Tu répétais : Partons, ne restons pas ici !


Alors, muets encor tous deux, on s’en alla
Plus loin, au plus obscur, vers la falaise, et là,
Dans le mur colossal où tel qu’un arc funèbre
S’ouvrait aux noirs rôdeurs la porte des ténèbres
Nous entrâmes.

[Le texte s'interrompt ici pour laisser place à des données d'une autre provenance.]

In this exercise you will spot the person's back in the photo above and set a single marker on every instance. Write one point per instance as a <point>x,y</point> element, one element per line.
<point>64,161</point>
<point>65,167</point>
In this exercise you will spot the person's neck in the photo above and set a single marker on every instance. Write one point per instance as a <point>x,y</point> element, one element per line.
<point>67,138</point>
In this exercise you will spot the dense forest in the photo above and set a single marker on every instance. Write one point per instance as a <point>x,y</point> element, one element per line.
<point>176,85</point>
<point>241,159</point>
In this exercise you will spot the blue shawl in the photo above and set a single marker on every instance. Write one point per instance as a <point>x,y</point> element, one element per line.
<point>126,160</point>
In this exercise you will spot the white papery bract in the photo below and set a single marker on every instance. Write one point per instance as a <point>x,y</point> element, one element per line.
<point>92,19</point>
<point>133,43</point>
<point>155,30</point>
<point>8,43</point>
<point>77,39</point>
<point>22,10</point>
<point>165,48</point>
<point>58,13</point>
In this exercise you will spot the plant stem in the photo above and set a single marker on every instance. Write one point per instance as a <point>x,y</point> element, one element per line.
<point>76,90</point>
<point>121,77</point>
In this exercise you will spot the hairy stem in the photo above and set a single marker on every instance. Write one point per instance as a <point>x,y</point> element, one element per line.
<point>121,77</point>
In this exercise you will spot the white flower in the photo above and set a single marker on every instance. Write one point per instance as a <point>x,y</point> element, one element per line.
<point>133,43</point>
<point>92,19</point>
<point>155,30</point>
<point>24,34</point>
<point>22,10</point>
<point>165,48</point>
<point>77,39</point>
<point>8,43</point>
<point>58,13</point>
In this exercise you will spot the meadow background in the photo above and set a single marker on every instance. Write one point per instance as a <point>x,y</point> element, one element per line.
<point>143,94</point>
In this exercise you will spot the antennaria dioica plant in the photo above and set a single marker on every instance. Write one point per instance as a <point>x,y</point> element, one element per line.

Le creux n’était pas bien profond :
Dès notre premier pas nous heurtâmes le fond,
Tant le bon marbrier de toute la nature

L’avait taillé parfait sans nous prendre mesure.
Je songeais : Est-ce là que nous serons chez nous ?
La tempe à mon épaule et les bras à mon cou
Tu tendais vers mes yeux tes prunelles éteintes.
Chaque bruit au dehors resserrait notre étreinte ;
Un baiser sur le front, des baisers sur les yeux,
Le front encor, la joue encore, encor les yeux,
Baisers nerveux, tantôt câlins, soudain farouches...
Et lorsque garottés l’un par l’autre, affolés,
Rauques, la gorge sèche et les genoux mêlés,
Une bouche à chacun nous montait à la bouche
Comme les deux versants nés d’un double vallon
S’élèvent pour s’unir à la cime des monts,
Tu m’appuyais, brutale, à la paroi glacée,
Tu m’aveuglais avec tes paumes, comme si
Ce tragique bandeau scellé sur ma pensée,
J’eusse dû ne goûter sur ta lèvre insensée
Que l’amour dans la mort et la chair dans la nuit !
Sans doute aussi, pauvre petite, avais-tu peur
De la complicité du monde extérieur :
Bleuâtre, mer ou ciel, l’étendue était pâle,


Nulle, du haut en bas toute pleine d’étoiles,
Et toi, ma bien-aimée, en écoutant la voix
Du temps qui se retire et du flux qui décroît,
En contemplant — déjà ! — l’enivrante marée
— Ciel ou mer — fuir aux plis d’une traîne azurée
Et découvrir la grève et la laisser derrière
Brune et brillante avec des astres en poussière :
« Mon cher petit, soupirais-tu, mon bien-aimé,
Je voudrais t’emporter, je voudrais t’enfermer,
Qu’on s’en aille là-bas... ne jamais revenir,
T’avoir, moi seule, et dormir avec toi, dormir !... »
Tu n’étais plus, pauvre petite, à ce moment,
Qu’un grand sommeil charmant le corps de ton amant,
Tu n’étais plus sur tout mon corps et sur mon cœur
Que le sommeil, le poids, le corps de la Douleur,
Murmurant comme quand on s’en va : « Mon ami... »
Inerte, les cils lourds, les yeux clos à demi,
Renversée, espérant peut-être que les vagues
— Mer ou ciel — reflueraient et sur nos formes vagues
Glisseraient insensiblement, puis brusquement
Un couvercle de cristal pur clouté d’argent,

Ou qu’un roc fracassé s’abattant tout à l’heure
Fermerait aux intrus notre étroite demeure,
Ivre, tu recevais du granit qui surplombe
La fraîcheur qui s’épand sous les dalles des tombes.
Retenant ton haleine avec effort, afin
De savourer pendant une seconde, enfin,
L’illusion, la joie absolue et la paix
Que notre amour vivant ne connaîtrait jamais.